As in the case of Iran, Washington has insisted on crippling economic sanctions on North Korea while preparing for war. Due to start on March 5, the annual US-South Korean war games—Foal Eagle and Key Resolve—involve hundreds of thousands of troops backed by sophisticated weaponry. This year, for the first time, the exercises are premised on a new Operational Plan 5015 agreed last year, which includes pre-emptive strikes on North Korean military positions and the assassination of top officials, and the seizure of the whole Korean Peninsula.

Since the collapse of the Soviet Union in 1991 and the end of the Cold War, the US has exploited the supposed threat of North Korea to justify the continued presence of American military bases in South Korea and Japan. Now the Obama administration is deliberately inflaming tensions on the Korean Peninsula to justify its military build-up in North East Asia as part of its “pivot to Asia” which is directed against China. The US has begun formal negotiations with South Korea for the installation of a Terminal High-Altitude Asia Defence (THAAD) anti-ballistic missile system, designed to block any Chinese response to a US or South Korean attack.

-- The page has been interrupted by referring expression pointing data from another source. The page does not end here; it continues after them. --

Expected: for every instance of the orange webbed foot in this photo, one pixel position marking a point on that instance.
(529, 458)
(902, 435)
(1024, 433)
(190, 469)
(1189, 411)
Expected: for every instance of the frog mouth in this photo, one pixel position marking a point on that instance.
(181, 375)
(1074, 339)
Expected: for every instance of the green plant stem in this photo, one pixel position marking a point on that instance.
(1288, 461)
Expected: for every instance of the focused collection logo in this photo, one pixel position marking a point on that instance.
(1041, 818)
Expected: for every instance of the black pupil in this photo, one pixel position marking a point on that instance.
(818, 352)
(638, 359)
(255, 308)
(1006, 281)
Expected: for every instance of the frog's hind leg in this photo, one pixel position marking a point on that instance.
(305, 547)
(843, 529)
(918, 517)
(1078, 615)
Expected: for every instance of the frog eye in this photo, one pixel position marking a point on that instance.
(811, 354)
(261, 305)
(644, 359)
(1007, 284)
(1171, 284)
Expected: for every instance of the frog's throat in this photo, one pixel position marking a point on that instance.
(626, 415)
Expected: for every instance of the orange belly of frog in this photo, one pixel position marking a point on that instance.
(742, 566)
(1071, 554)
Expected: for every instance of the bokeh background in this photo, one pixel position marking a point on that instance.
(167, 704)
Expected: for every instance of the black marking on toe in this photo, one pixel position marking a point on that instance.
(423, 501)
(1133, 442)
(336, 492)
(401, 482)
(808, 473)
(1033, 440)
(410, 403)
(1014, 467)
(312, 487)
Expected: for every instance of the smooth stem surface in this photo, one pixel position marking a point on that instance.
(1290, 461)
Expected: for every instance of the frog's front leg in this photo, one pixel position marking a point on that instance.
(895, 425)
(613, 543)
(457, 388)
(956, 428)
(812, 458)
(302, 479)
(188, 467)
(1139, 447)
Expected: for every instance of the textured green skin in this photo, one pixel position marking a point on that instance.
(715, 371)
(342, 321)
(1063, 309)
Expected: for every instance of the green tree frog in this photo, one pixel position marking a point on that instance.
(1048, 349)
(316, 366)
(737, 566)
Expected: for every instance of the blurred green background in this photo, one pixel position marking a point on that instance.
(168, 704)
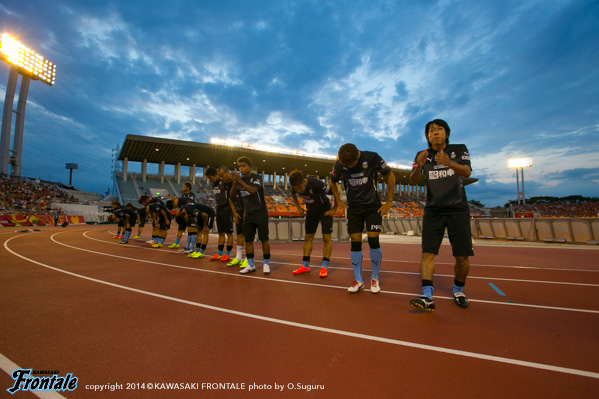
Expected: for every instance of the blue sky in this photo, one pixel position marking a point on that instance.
(512, 79)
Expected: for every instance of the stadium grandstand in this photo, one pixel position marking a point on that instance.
(274, 165)
(33, 202)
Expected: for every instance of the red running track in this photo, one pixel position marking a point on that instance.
(75, 301)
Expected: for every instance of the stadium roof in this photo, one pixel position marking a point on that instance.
(155, 150)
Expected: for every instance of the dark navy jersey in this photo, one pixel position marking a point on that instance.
(157, 205)
(239, 205)
(190, 196)
(315, 196)
(123, 211)
(361, 180)
(195, 210)
(253, 204)
(445, 188)
(221, 192)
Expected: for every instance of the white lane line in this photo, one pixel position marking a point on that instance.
(8, 366)
(474, 355)
(366, 269)
(416, 261)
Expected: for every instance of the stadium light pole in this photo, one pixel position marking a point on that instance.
(519, 164)
(30, 65)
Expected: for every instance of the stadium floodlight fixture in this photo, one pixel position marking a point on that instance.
(517, 163)
(28, 62)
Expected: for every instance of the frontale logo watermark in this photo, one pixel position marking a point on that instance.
(25, 381)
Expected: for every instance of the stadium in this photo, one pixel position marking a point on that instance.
(512, 255)
(212, 268)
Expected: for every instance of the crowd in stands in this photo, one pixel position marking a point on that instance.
(559, 209)
(23, 195)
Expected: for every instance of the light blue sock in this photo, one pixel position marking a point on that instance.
(356, 259)
(457, 288)
(192, 241)
(376, 255)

The South Korean parliament on Wednesday further inflamed relations with North Korea by passing legislation establishing a human rights centre that would collect, publish and archive human rights abuses in North Korea with a view to punishing violators in the event of a reunification of the two Koreas. While North Korea is certainly a brutal police-state regime, its counterpart in Seoul is increasingly resorting to the methods of previous South Korean military dictatorships: banning opposition parties, strike action and protests, and persecuting political opponents.

The Chinese government has agreed to the sanctions demanded by the US in the hope of staving off even tougher unilateral measures. Beijing also hopes to prevent the deployment of a THAAD system in South Korea and pressure North Korea to return to talks. China’s ambassador to the UN, Liu Jieyi, declared: “Sanctions are not an end to themselves and the Security Council cannot fundamentally resolve the nuclear issue on the Korean Peninsula.” He called for the resolution to be “a paving stone for the political settlement of the nuclear issue.”

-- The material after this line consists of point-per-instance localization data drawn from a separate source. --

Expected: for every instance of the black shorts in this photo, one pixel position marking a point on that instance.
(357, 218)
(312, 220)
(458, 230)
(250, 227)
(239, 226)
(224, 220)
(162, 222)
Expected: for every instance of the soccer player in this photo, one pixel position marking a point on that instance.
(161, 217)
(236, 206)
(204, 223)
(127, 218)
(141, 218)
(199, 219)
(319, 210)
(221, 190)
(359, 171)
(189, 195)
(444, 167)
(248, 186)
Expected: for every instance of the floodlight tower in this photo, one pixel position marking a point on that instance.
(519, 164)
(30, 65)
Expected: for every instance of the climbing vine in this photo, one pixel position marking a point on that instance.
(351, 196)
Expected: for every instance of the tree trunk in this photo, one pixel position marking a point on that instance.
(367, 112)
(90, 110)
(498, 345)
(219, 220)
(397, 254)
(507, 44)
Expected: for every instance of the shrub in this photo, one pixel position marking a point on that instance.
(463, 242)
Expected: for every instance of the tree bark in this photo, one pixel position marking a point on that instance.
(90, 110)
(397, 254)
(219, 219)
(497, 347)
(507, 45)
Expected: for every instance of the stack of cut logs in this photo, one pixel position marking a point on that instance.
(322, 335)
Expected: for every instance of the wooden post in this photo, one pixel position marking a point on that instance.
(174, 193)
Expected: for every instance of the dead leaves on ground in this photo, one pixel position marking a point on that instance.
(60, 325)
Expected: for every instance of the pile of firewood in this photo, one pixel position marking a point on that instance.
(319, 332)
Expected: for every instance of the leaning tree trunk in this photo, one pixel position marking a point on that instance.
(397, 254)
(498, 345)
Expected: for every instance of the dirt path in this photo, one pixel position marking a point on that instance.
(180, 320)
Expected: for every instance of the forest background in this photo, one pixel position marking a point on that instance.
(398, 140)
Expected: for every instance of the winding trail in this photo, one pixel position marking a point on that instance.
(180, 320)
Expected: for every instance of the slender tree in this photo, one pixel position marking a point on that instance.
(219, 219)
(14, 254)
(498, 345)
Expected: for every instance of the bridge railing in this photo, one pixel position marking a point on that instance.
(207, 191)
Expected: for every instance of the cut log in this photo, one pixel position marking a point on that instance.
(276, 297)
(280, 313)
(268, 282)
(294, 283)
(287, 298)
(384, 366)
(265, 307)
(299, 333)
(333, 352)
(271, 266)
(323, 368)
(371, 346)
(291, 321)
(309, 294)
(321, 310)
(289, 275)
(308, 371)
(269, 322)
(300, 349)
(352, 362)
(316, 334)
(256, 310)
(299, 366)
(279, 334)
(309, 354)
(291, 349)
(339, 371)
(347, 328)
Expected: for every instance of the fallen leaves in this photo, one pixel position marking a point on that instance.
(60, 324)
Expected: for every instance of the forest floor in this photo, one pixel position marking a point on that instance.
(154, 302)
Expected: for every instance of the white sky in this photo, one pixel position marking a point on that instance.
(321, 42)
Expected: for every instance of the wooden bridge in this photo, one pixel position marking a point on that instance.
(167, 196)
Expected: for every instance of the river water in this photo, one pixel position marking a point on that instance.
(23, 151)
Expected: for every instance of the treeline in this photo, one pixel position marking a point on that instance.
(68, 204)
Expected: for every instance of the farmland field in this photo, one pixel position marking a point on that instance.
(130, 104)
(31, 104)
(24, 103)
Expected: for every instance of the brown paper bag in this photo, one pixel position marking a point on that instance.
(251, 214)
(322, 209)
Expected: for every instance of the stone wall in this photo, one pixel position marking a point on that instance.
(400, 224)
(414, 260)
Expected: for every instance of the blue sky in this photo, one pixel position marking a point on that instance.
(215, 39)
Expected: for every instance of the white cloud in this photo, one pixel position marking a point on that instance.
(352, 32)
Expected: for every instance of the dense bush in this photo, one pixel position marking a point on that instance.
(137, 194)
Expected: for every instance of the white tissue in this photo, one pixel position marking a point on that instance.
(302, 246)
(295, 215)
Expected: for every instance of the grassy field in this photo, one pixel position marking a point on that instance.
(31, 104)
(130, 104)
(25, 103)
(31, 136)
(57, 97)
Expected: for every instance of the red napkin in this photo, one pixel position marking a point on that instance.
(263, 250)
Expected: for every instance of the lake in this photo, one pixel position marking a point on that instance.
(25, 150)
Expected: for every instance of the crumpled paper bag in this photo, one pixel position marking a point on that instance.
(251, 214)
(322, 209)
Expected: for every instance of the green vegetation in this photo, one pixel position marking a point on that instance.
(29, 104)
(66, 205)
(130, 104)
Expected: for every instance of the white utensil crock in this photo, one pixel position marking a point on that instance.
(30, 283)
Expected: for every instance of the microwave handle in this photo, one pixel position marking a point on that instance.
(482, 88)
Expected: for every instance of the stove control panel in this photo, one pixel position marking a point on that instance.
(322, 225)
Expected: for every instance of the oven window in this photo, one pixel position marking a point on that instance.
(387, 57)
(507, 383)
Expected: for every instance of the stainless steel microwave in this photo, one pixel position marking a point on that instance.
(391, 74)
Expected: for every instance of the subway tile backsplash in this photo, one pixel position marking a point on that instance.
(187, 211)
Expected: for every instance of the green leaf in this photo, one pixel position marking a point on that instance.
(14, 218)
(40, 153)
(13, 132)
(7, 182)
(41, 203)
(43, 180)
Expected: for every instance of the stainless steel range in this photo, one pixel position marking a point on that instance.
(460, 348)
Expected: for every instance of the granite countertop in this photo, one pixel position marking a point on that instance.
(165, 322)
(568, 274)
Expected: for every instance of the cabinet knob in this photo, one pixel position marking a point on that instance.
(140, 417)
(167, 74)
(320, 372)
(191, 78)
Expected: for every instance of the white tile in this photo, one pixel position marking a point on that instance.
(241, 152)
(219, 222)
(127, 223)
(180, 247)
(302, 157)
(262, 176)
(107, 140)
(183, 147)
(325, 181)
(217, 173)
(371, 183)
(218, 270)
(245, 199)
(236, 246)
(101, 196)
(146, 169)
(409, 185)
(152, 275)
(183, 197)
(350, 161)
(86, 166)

Since its installation in 2009, the Obama administration has never shown the slightest inclination for the resumption of the previous six-party talks, sponsored by Beijing, to resolve the confrontation over North Korea’s nuclear programs. Washington has always made clear that any talks would be on its terms and involve major prior concessions by Pyongyang.

Beijing has opposed Pyongyang’s nuclear tests. It fears they provide a justification not only for the US military expansion in Asia, but also could be seized on by Japan and South Korea as the pretext for constructing nuclear weapons. At the same time, the Chinese leadership fears that a collapse of the Pyongyang regime could open the way for direct intervention by the South Korean military, backed by the US, leading to the establishment of a unified Korea aligned with Washington.

Far from resolving the standoff with North Korea, the latest UN sanctions have set the stage for a dangerous confrontation that has the potential to trigger a devastating conflict involving nuclear-armed powers.